Le sens du cœur, Sophie Mazzoli
Le cœur, un fabuleux organe considéré comme le berceau de notre existence, le protecteur de cette énergie qui nous anime. On le voyait comme le siège de nos émotions les plus profondes mais, alors même qu’il se met à cogner plus fort dans nos poitrines à la vue d’une personne sensationnelle, ces sentiments ressentis sont illusoires. C’est vrai qu’il nous fait en partie ressentir ce bouillonnement, mais il n’en est pas le responsable, il n’est qu’un robot, parfaitement réglé pour l’organisation décidée par notre chef, notre cerveau. Ce n’est qu’un effecteur, une pièce de puzzle de cette magnifique organisation physiologique, un élément somatique de la vie organique.
Seulement un élément constitutif de notre organisme ; le cœur fonctionne sans relâche pour irriguer notre organisme de sang. Il est programmé depuis notre naissance pour cette tâche unique : pomper sans arrêt ce liquide rouge pour alimenter nos organes en macromolécules et les purifier de leurs déchets. Il est parfaitement réglé pour cette fonction. Les rouages de cet engin tournent exactement à la bonne vitesse, et en excellente synergie. La pression de l’appareil est incontestablement régulée. La machine est assurément alimentée. Les protocoles sont strictement respectés. Le temps est scrupuleusement contrôlé, permettant à cet automate de fonctionner merveilleusement bien, sans presque jamais faillir à son exercice. Chaque individu est construit selon les mêmes plans et les mêmes programmes. Nous sommes tous nés comme des automates, avec comme simple but de vivre aussi longtemps que possible.
Pourtant, il est impossible que cet organe essentiel à notre vigueur soit exempt de toute cette ardeur si spéciale qui brûle en nous. Et si cette substance rouge était bien plus que nutritive ? N’apporte-elle pas la chaleur, l’énergie, l’animation, autrement dit la vie ?
La VIE, c’est ce qui fait la différence.
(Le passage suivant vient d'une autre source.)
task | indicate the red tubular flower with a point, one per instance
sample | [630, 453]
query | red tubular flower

Cette partie organique, physique, carbonée que nous possédons tous n’est qu’une monture. La vie est en nous, nous sentons cette force qui nous pousse dans une direction. Chaque individu cherche à son échelle un objectif, des repères, simplement la direction qu’il va suivre jusqu’au bout de sa vie : le sens de la vie. Comment pourrait-il y en avoir un si nous ne sommes qu’un système de machines fonctionnant selon des programmes inscrits dans nos gènes ?
Tous les automates ne peuvent pas accomplir la même tâche. Chaque automate effectue la tâche pour laquelle il a été conçu. Tous les individus ne sont pas animés des mêmes valeurs, ou capables des mêmes actions. Chaque individu agit pour la cause qui l’habite. Nous sommes tous nés comme des automates, mais ce sont nos actions qui font de nous des êtres vivants. Nous existons d’abord grâce à ce armature organique, mais nous existons surtout par nos choix et leurs impacts. Nous avons tous le même cœur organique ou robotique mais il ne bat pas pour les mêmes raisons pour chacun d’entre nous.